Given their great love of France, the children decide to relocate and on doing so learn that French law derives from civil law and the treatment of trusts in France is not the same as in the UK. Immediately the children are beset with tax and legal issues, all of which could have been avoided if the children had been involved in the decision making process and put forward their own aspirations from the start.
Charting a path
Once the goals of succession planning are clearly defined, the family can move to charting the correct path and establishing an overall succession plan. This may have many different facets to meet a family’s myriad and unique needs, involving different structures as well as simple planning tools such as outright gifts if this helps the family achieve their vision and if it provides sufficient tax efficiency. Only at the point that this overall plan has been determined should the family move to consider what form of vehicle is correct for their needs, if indeed one is required.
Choosing a vehicle
There are certain benefits that the use of a vehicle can offer in our increasingly complex society and when making their selection families will need to compare the specific benefits each vehicle provides against the family’s wider requirements. The most common benefits vehicles offer include:
Asset protection: Many families we speak to are looking for a way to protect the family’s assets, against divorce, tax regime change, errant family members and even in some cases overly-risk averse family members. Just as important to a family can be protection of the family name; public perception of the use of structures to enable succession planning leads many families to select well-known succession vehicles rather than newer structures.
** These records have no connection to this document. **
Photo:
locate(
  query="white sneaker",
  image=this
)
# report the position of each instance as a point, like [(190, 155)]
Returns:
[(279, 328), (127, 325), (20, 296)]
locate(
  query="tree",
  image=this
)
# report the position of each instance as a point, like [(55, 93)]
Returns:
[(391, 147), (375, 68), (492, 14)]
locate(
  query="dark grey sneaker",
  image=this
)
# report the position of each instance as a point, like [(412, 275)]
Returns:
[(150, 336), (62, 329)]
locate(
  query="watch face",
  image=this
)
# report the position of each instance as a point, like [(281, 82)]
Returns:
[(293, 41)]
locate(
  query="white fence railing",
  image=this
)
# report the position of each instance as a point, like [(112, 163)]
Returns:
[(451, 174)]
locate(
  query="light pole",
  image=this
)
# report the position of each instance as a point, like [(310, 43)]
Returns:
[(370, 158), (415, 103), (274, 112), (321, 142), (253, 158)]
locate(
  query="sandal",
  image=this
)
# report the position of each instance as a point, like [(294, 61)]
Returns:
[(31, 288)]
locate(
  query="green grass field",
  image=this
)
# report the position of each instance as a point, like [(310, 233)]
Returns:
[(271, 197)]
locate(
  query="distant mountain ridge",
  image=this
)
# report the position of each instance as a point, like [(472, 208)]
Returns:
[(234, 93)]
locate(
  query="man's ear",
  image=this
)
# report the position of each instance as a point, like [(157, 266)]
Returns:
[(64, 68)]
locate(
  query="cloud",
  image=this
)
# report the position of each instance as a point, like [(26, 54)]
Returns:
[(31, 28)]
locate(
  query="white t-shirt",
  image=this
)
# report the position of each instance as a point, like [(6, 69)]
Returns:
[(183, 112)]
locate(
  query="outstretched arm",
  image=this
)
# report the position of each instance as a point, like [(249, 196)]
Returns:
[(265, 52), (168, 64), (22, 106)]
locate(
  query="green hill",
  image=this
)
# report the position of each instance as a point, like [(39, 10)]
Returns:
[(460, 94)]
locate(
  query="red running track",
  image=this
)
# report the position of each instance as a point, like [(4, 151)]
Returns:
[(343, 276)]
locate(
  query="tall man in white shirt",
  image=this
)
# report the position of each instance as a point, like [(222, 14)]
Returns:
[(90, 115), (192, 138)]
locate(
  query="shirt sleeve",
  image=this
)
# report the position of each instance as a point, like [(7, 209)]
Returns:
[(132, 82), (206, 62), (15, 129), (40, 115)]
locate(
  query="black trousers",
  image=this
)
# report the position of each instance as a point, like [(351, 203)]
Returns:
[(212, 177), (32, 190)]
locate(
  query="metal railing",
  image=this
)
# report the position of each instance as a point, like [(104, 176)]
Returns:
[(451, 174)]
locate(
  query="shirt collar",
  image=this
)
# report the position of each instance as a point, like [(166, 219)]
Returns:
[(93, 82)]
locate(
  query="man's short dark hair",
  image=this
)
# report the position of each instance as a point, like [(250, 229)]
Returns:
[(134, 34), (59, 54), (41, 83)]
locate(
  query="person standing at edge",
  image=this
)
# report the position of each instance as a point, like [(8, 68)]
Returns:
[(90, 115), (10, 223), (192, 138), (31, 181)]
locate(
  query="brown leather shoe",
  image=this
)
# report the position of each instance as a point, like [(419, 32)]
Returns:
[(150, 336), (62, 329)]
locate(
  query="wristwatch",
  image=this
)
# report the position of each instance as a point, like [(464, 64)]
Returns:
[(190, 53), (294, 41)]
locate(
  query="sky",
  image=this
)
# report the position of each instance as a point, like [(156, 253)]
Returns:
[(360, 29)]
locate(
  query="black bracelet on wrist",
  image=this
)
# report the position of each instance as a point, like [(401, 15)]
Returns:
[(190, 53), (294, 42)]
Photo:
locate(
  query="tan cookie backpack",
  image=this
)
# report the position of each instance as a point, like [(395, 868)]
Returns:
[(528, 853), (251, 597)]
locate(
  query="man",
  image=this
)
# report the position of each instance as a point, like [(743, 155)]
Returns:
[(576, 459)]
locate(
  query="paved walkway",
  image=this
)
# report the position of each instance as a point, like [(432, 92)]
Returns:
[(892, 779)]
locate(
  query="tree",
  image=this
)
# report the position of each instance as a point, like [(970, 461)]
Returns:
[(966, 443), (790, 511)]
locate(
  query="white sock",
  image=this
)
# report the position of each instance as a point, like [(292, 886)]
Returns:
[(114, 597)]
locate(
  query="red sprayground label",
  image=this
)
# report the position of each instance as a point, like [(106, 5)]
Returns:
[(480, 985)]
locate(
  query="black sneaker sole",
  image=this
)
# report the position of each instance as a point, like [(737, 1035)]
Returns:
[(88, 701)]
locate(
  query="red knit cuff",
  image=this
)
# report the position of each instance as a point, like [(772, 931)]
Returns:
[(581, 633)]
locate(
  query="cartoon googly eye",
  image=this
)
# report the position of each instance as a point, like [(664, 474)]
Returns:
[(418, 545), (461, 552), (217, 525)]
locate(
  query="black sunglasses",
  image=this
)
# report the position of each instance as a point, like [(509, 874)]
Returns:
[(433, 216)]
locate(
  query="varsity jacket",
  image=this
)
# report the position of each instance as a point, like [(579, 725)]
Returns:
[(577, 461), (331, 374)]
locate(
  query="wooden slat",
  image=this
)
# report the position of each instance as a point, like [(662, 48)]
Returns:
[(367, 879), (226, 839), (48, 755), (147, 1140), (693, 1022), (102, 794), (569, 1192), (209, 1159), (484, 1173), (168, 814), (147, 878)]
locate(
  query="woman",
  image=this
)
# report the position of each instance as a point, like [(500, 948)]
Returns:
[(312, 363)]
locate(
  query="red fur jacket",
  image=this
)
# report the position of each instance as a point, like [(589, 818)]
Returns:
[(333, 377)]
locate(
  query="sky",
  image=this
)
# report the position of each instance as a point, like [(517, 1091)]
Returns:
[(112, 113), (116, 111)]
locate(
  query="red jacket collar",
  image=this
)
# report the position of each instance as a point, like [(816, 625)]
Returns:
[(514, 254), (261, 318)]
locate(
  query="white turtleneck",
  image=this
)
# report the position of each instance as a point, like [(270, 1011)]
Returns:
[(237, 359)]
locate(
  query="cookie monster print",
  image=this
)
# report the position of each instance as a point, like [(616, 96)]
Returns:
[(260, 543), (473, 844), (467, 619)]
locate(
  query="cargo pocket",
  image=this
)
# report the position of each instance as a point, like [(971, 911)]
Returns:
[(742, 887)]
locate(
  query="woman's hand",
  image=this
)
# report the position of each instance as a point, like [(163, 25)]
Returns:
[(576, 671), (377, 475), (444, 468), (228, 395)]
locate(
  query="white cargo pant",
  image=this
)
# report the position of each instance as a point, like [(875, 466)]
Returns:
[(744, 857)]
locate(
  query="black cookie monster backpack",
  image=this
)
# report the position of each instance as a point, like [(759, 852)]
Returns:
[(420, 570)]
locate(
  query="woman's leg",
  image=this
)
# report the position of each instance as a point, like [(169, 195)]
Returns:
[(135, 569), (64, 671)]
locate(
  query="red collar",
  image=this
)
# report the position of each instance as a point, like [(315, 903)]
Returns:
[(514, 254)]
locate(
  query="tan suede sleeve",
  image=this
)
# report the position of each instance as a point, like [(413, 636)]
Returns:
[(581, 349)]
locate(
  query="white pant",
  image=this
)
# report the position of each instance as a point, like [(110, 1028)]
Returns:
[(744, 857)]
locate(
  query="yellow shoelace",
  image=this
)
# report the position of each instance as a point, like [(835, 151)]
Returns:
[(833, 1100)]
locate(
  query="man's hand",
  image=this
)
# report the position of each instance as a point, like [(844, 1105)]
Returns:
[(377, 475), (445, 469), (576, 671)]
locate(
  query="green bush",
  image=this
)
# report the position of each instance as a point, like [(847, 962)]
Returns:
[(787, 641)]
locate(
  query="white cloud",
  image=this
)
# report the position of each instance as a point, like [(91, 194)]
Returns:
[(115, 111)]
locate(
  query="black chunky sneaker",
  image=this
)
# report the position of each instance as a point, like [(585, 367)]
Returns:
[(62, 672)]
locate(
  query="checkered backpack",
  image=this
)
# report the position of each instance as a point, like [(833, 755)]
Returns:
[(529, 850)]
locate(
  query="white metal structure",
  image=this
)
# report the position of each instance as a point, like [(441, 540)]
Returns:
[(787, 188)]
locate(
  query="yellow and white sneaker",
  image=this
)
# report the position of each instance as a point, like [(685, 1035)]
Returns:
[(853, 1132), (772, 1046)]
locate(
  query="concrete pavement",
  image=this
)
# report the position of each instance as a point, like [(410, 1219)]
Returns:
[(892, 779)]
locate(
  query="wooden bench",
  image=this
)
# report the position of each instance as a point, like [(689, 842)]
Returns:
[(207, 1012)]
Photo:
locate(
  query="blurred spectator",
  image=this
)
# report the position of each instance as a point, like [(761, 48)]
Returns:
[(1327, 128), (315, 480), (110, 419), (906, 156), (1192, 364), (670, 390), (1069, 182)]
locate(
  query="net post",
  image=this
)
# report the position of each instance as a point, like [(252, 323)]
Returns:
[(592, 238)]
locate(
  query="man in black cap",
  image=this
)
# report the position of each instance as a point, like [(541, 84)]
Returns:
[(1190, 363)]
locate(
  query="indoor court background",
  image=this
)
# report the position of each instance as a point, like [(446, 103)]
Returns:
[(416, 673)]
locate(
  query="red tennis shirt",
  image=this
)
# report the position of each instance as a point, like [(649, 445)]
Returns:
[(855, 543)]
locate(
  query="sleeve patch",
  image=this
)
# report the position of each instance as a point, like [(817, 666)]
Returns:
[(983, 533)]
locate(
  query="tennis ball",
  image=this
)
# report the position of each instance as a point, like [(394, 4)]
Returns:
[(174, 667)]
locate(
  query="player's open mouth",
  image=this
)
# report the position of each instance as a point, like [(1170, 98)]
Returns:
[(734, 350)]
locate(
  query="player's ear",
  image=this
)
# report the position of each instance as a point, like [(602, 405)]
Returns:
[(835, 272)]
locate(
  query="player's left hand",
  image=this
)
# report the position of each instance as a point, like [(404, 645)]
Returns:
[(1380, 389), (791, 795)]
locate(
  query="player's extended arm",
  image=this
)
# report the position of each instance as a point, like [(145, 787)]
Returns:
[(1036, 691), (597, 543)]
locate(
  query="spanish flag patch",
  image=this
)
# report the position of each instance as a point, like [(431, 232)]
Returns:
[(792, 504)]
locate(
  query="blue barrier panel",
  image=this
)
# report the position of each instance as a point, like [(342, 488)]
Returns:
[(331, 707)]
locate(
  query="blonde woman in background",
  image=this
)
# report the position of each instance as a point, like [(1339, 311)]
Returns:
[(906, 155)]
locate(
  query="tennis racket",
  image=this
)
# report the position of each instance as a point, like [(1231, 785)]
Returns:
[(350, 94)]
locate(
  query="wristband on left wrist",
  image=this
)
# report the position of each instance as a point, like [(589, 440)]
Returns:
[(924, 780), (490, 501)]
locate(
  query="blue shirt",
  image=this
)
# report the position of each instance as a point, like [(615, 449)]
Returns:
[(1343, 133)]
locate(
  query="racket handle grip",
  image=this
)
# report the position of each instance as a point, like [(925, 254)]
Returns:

Flexibility: The connectedness and pace of change in the modern world is unprecedented and having structures which allow for flexibility to respond to situations and seize new opportunities with ease is becoming a highly valued attribute. This is particularly relevant for families where their members are more internationally mobile as a vehicle may be treated differently for tax and legal purposes in different jurisdictions.
Tax efficiency: In an article authored by a tax advisor, one might expect tax efficiency to feature more highly in this list. While tax efficiency is certainly a key consideration for families, it is quite rightly rarely the driving force behind the selection of a vehicle. An important stage of the succession journey is understanding how a family’s ambitions can be achieved in the most tax efficient manner and tweaking either the vehicle used or the family’s succession plan based on how important tax efficiency is to the overall plan.
Trusts, foundations and companies (limited by shares or guarantee) offer these attributes to varying degrees and should all be reviewed in light of the family’s wider succession plan when selecting a vehicle.
As with any true voyage of discovery, the ‘end’ of the journey is never truly reached. Families and the world they operate in continue to evolve and there must be ongoing monitoring and adjustments made to ensure that the succession plan continues to meet the family’s objectives and is aligned with the various legal frameworks and tax rules impacting the family members.
Those in the midst of a succession planning process may feel that it’s an extreme challenge, but if the tale of the battle to the pole teaches us anything, it’s that all elements of the journey, including the path itself and the vehicles used must align to the overall goals of the expedition. As Amundsen himself noted, “victory awaits him who has everything in order”.